Because of our enhanced rules, the vast majority of disposal well applications in recent years have been rejected, withdrawn, or had special conditions placed on them. Our rules also allow for us to shut down wells we believe to be causing seismic events.
Texas is quickly becoming a leader in seismicity research. In 2015, the Texas Legislature appropriated funding for an enhanced seismic network managed by the Bureau of Economic Geology (BEG) called TexNet. As part of the TexNet program, seismometers have been placed across Texas. Scientists from BEG, the University of Texas, Southern Methodist University, Texas A&M, the RRC, and industry are collaborating to gain a better understanding of seismicity Texas. Fortunately, the TexNet program and the RRC's rules are working. In fact, last October the Environmental Protection Agency (EPA) released a report which "highly commends the RRC for its actions to address" seismicity in Texas, "including implementation of changes in permitting and operation requirements."

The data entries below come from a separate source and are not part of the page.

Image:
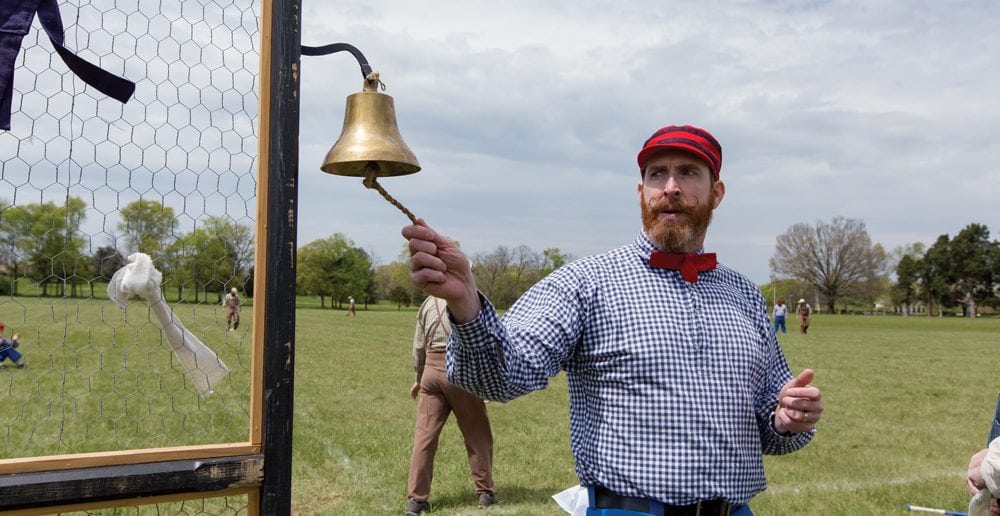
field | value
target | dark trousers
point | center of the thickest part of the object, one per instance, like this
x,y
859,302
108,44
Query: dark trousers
x,y
438,399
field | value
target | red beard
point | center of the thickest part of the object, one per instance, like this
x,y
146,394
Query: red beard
x,y
678,235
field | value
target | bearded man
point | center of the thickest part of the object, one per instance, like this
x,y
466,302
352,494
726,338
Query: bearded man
x,y
677,385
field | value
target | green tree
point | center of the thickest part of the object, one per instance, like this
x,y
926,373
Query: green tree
x,y
332,267
15,225
974,272
53,245
936,275
906,290
553,259
106,261
147,227
838,258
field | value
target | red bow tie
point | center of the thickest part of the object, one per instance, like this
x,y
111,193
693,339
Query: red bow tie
x,y
689,265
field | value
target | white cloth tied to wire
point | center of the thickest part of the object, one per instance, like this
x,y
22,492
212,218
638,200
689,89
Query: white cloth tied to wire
x,y
140,278
990,469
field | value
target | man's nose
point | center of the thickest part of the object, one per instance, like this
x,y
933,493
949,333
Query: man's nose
x,y
671,186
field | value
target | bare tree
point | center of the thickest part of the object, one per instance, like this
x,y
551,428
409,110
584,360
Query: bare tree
x,y
837,258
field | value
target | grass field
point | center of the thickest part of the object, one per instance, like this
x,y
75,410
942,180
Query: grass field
x,y
908,400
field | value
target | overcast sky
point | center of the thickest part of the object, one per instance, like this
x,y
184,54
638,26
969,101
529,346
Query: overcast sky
x,y
526,117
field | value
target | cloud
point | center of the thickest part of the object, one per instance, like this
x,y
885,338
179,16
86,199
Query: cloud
x,y
526,117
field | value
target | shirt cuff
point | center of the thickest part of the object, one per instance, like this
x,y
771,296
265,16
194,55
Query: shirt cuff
x,y
477,333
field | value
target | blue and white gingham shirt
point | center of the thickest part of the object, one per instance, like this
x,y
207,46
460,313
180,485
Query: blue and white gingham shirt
x,y
672,384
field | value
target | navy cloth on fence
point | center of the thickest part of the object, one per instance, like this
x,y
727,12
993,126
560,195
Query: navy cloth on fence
x,y
15,21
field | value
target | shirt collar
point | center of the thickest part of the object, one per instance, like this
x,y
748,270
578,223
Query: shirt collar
x,y
645,246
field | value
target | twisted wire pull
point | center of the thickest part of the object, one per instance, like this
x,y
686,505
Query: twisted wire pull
x,y
370,182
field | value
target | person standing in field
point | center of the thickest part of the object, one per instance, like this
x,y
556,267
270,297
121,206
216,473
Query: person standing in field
x,y
233,305
8,349
437,399
804,312
677,383
780,311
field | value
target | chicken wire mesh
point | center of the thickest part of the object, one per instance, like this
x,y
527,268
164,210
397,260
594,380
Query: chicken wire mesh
x,y
86,182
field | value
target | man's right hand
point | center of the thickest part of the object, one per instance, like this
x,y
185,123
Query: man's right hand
x,y
440,269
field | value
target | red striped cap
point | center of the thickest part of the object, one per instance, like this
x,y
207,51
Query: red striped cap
x,y
688,138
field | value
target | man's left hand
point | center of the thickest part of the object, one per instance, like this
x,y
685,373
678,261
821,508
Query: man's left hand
x,y
799,405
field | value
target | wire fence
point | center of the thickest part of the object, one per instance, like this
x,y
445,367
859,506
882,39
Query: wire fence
x,y
86,183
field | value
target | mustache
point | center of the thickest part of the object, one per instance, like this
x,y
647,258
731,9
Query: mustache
x,y
676,205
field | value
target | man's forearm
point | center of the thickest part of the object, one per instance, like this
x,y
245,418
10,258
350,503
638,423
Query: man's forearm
x,y
465,308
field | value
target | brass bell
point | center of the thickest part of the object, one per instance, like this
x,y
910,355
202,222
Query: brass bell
x,y
369,141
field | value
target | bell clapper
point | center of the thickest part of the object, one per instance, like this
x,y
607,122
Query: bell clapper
x,y
371,172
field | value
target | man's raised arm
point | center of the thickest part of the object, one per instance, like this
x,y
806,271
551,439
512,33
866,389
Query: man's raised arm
x,y
439,268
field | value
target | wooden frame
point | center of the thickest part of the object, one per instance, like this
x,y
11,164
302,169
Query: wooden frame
x,y
85,481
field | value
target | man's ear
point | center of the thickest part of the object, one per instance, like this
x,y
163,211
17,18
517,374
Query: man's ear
x,y
719,188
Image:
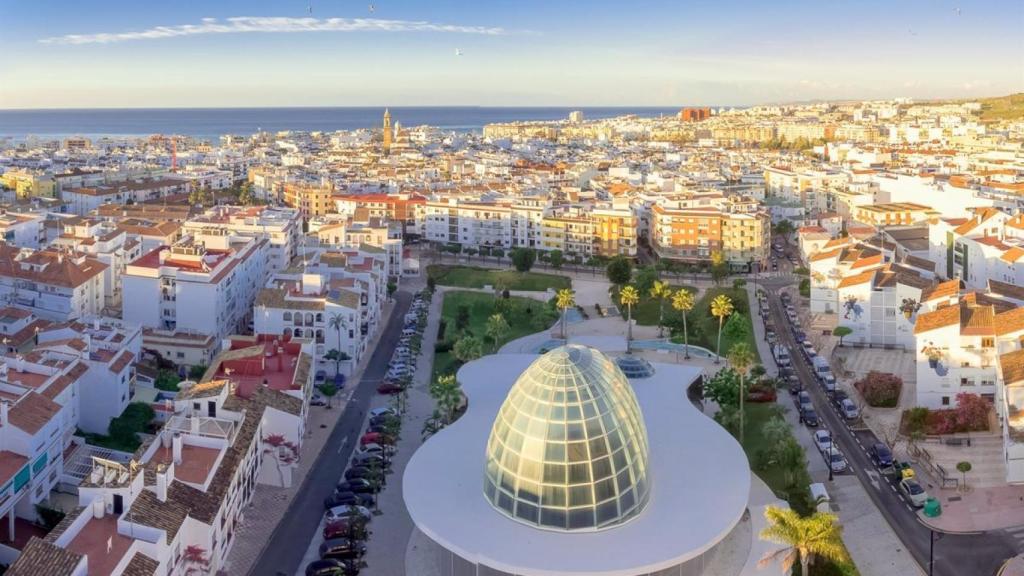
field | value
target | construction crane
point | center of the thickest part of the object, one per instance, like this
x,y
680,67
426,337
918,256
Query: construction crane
x,y
173,140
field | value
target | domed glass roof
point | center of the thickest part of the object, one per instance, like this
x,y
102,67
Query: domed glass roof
x,y
568,447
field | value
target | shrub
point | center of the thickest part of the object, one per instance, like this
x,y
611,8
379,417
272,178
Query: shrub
x,y
880,388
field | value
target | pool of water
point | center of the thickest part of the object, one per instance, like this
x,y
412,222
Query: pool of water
x,y
672,346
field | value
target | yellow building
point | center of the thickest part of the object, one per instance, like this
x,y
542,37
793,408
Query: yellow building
x,y
29,184
892,214
310,199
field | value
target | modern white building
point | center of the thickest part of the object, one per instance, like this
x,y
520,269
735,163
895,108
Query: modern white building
x,y
204,286
561,465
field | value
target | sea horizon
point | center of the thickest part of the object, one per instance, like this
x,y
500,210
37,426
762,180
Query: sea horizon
x,y
212,122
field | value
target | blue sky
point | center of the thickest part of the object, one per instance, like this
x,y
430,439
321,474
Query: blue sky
x,y
192,53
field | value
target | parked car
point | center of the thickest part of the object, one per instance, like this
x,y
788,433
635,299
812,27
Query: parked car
x,y
357,471
374,448
382,411
365,459
804,402
342,548
836,459
346,528
376,438
810,418
332,567
356,485
347,510
389,387
822,439
913,492
881,455
342,498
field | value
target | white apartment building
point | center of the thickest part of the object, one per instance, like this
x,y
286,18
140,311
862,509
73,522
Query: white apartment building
x,y
207,287
50,284
349,287
282,227
105,243
178,510
109,350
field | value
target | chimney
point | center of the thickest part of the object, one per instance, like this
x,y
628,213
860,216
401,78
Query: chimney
x,y
176,447
163,479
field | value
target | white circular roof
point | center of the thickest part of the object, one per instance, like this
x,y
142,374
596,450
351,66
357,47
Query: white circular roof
x,y
568,447
698,489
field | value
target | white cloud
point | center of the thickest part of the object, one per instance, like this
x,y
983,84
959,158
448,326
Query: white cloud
x,y
241,25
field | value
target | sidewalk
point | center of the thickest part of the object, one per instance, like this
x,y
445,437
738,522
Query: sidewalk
x,y
872,544
979,509
269,503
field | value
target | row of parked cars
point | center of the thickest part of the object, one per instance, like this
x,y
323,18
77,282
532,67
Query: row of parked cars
x,y
348,509
402,365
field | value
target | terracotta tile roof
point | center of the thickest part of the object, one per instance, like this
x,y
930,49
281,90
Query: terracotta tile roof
x,y
856,279
32,412
122,361
140,565
1010,321
977,321
1012,365
148,510
39,558
947,316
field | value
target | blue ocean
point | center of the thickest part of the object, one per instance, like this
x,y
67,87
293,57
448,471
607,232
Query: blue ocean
x,y
210,123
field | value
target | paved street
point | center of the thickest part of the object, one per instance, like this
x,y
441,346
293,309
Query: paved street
x,y
290,540
958,554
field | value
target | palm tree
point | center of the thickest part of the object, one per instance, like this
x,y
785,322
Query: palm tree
x,y
629,296
683,301
804,538
721,307
741,359
660,291
564,299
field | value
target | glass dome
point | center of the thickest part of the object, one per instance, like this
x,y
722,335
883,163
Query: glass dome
x,y
568,447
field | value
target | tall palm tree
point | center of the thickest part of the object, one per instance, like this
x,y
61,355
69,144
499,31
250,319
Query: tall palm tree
x,y
721,307
337,321
683,301
660,291
804,538
629,296
741,359
564,299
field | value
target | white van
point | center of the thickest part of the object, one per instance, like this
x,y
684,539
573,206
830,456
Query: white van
x,y
820,496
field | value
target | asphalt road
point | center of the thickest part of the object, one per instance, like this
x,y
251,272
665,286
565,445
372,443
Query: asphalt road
x,y
293,534
955,554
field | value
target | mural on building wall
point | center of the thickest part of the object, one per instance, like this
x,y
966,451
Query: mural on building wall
x,y
852,307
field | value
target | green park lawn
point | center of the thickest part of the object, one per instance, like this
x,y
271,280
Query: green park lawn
x,y
524,316
646,313
470,277
702,326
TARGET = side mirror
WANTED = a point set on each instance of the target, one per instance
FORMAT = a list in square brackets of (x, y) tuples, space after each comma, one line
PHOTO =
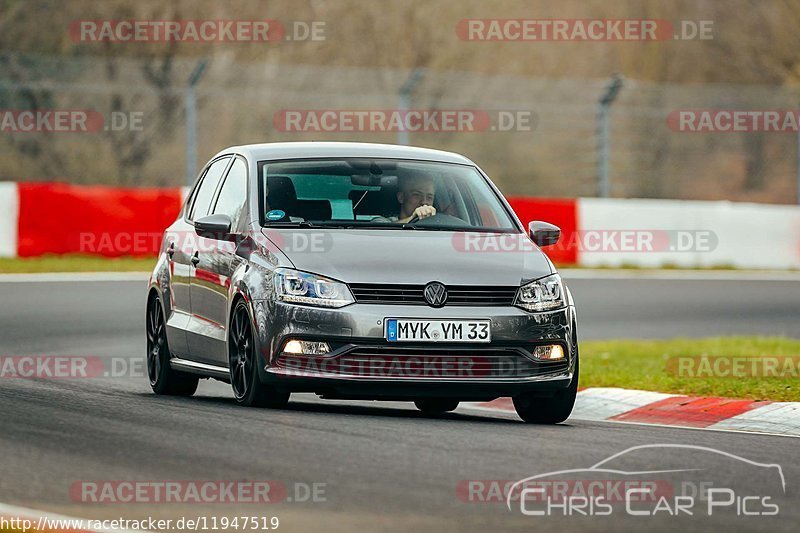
[(214, 227), (543, 234)]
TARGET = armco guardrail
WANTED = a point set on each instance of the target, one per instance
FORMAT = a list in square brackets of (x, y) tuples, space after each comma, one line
[(40, 218)]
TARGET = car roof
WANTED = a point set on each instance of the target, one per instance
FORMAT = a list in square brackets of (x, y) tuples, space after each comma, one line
[(315, 149)]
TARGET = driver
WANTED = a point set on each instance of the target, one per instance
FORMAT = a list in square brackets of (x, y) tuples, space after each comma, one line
[(416, 198)]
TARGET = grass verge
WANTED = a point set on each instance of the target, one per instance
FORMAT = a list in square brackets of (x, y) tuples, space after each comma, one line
[(655, 365), (75, 263)]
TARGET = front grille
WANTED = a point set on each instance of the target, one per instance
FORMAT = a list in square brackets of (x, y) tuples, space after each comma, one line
[(400, 362), (472, 295)]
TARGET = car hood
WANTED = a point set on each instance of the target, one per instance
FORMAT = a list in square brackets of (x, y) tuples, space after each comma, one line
[(412, 256)]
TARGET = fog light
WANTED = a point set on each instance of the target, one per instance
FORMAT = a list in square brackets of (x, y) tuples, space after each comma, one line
[(549, 352), (297, 347)]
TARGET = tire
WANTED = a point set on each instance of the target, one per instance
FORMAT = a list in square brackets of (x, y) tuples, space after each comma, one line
[(248, 390), (436, 406), (163, 379), (553, 410)]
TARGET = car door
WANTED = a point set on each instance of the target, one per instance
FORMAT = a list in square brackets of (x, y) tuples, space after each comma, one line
[(212, 275), (201, 205)]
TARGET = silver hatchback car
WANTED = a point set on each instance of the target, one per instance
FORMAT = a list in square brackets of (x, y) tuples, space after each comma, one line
[(360, 271)]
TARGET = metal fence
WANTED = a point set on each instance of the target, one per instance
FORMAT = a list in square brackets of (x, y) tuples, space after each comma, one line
[(142, 137)]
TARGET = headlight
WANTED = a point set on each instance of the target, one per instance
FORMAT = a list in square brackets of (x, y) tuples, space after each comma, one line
[(303, 288), (541, 295)]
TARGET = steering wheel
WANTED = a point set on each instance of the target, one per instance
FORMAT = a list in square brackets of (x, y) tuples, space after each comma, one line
[(439, 219)]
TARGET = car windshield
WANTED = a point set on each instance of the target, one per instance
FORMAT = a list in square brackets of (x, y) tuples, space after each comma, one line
[(380, 193)]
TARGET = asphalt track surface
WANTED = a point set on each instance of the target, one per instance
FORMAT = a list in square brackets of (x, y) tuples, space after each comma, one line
[(382, 466)]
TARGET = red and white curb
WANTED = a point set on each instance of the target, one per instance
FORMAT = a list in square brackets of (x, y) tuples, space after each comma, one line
[(656, 408)]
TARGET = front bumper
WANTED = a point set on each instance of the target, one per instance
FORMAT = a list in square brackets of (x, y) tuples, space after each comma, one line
[(364, 365)]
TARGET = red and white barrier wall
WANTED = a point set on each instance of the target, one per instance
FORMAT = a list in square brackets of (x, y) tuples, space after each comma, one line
[(40, 218)]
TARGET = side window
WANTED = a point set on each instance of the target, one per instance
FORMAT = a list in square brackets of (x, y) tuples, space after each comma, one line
[(233, 195), (204, 194)]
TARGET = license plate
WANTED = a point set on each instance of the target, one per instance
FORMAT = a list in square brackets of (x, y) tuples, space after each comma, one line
[(402, 329)]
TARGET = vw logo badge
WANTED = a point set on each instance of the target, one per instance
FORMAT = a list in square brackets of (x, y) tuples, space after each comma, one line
[(435, 294)]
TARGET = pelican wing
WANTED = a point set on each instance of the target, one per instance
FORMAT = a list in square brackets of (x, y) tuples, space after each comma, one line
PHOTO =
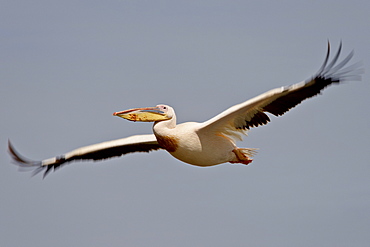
[(99, 151), (236, 120)]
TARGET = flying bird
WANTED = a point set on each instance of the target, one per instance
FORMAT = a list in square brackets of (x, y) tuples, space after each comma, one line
[(212, 142)]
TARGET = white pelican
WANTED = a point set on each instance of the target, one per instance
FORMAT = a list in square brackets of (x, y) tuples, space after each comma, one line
[(211, 142)]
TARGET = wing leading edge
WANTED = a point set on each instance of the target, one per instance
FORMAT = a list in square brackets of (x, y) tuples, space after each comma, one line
[(239, 118)]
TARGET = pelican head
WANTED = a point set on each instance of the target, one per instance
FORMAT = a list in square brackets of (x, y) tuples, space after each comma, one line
[(147, 114)]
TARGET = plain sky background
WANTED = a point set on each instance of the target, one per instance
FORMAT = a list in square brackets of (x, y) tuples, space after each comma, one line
[(66, 66)]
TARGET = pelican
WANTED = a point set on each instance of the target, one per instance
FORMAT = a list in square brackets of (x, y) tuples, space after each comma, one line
[(212, 142)]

This is not the first time the RRC has been applauded by the EPA on how Texas handles issues of seismicity. Even Obama Administration stated in an EPA report that the "RRC is also commended for establishing new regulations specific to seismicity, including solidifying RRC authority to take appropriate action related to injection well operations."
Prior to 2014 and my time on the Railroad Commission, disposal wells were regulated inadequately. In fact, as a state representative, I worked with the Railroad Commission and even drafted legislation to reign in bad actors (mostly out of Louisiana) who were haphazardly dumping their wastewater in East Texas.
Our staff is currently evaluating the inventory of wells near Timpson, reviewing the well status, injection volumes and pressures, reviewing geology and faulting, and to determine what, if any, action needs to be taken by the agency.